Mr Farage’s experience also highlights another key aspect of the bizarre phenomena. That is the herd mentality adopted by UK banks in debanking matters. Once one bank shuts you off, you can probably expect others to follow suit – a trend seemingly noted in the shooting industry as well.

BASC emphasises that the industry has faced issues with multiple banks, including familiar names like NatWest, Santander, HSBC, Barclays, and Lloyds.

Coutts, a private arm of NatWest, turned away Nigel Farage, while Andrew Tate faced rejections from Santander, HSBC, Barclays, and Lloyds last year.

But there are some new names in the mix too, including RBS, Metro, Cashplus, Clover, Klarna, Paycraft, Stripe, Sum-Up and Starling.

The widespread reluctance of these banks to offer accounts to businesses in the shooting industry suggests a unanimous decision not to collaborate with such enterprises.

Interestingly, though, the publication pointed out an additional aspect not seen in previous debanking scenarios – chaos and miscommunication in bank account application forms becoming a tool for banks to cut off individuals.

Is there a deliberate effort to whip up confusion around these forms, creating a growing challenge for shooting businesses seeking to apply to banks? In other words, are these endless business activity forms, shooting leases, landowner letters, firearm forms, and so on, being exploited as a means to debank people in the industry?

Discrimination, or a Wider Problem?

So, is this all down to discrimination against the shooting industry, or has the sector simply become entangled in the broader debanking issue?

In short, probably both.

It’s evidently not just the shooting sector that’s being targeted. Still, the debanking trend does have a habit of targeting individuals or groups that don’t fit the right image. This may mean following controversial opinions, affiliating with the wrong kind of groups, or perhaps making ‘anti-woke’ statements.

In other words, perhaps shooting, with its lingering associations of an unjust sport or outdated upper-class indulgence, may no longer align with the narrative the establishment wishes to convey – just like other politically motivated instances such as Coutts rejecting Nigel Farage due to his unpopular views, or PayPal shutting down accounts associated with the Free Speech Union.
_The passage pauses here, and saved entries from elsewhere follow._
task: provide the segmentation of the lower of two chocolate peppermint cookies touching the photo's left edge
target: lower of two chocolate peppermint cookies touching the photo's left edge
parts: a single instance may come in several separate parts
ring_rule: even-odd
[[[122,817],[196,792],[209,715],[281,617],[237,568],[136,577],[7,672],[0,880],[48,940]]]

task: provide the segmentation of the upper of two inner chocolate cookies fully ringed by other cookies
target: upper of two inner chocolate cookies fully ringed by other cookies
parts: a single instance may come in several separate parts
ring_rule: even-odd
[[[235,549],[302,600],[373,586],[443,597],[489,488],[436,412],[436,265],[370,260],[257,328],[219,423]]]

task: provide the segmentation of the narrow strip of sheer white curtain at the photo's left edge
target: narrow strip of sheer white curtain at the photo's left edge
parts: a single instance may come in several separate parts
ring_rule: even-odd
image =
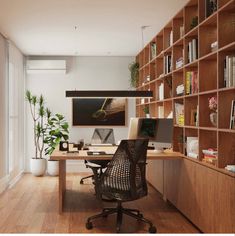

This raises a broader concern about the excessive power banks wield in targeting individuals for their views, as highlighted by Spiked journalist Molly Kingsley coining it “Big Tech’s war on free speech” – a phrase that accurately hits upon the worrying ability financial institutions have to cut people off from their accounts in a society where online banking dominates.

Of course, before getting carried away, it’s crucial to note that there is no concrete evidence that the shooting industry is being deliberately targeted.

As acknowledged in the publication, there are only 30 case studies, so far. While these shouldn’t be disregarded, it is still a relatively small number compared to the numerous shooting clubs and businesses across the UK.

More evidence must therefore be gathered on the subject before any fingers are pointed – something BASC are already working on. The organisation are openly calling for anyone in the industry with a debanking story to write in to piece the puzzle together.

In the meantime, we must wait to better understand how this latest development intertwines with the broader debanking challenge.